Thiruvananthapuram: In the face of a severe financial crisis, the Kerala government is making plans to borrow money for salary disbursements. The decision to seek loans from cooperative banks was made after exhausting the limit set by the central government for borrowing money. Simultaneously, the state plans to communicate with the centre regarding the acute financial challenges it is grappling with.
The loan is set to be managed through a cooperative bank based in Kannur. The decision to borrow funds for salary disbursements comes as the state grapples with challenges in meeting its financial commitments, particularly concerning salaries and pensions.
The government plans to resolve the financial crisis by utilising the borrowed amount and unspent scheme funds to pay salaries. A newly established pension company, designated for community pension distribution, is set to secure loans from public sector institutions.

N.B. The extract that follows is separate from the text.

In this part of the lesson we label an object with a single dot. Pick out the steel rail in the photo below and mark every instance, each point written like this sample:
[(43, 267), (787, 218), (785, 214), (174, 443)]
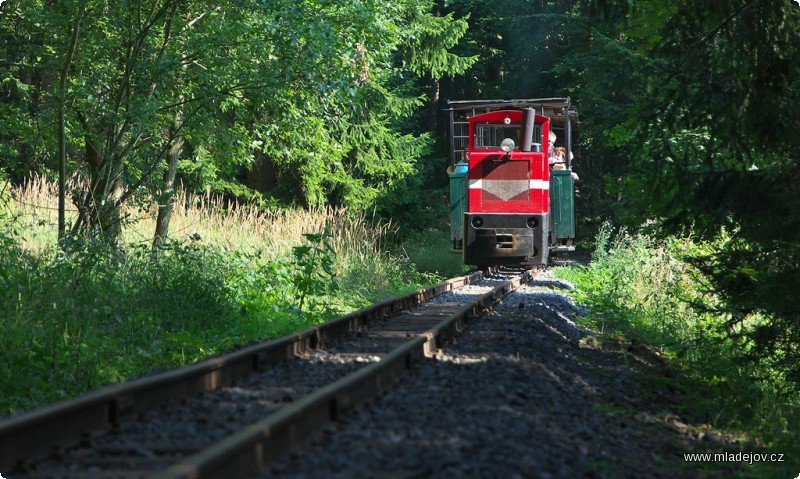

The finance department thinks that using these funds for pensions will effectively address the current economic challenges, with the government guaranteeing the allocated amount. It has also been agreed that the loan can be repaid in one and a half years.
A consortium comprising primary cooperative societies, agricultural cooperative societies, and employees’ cooperative societies, which presently have sufficient funds, will take the loan. The funds obtained through this consortium will be managed by the Madai Co-operative Rural Bank in Kannur. The finance department has also opted to open a new account at Kerala Bank for the disbursement of the loan amount.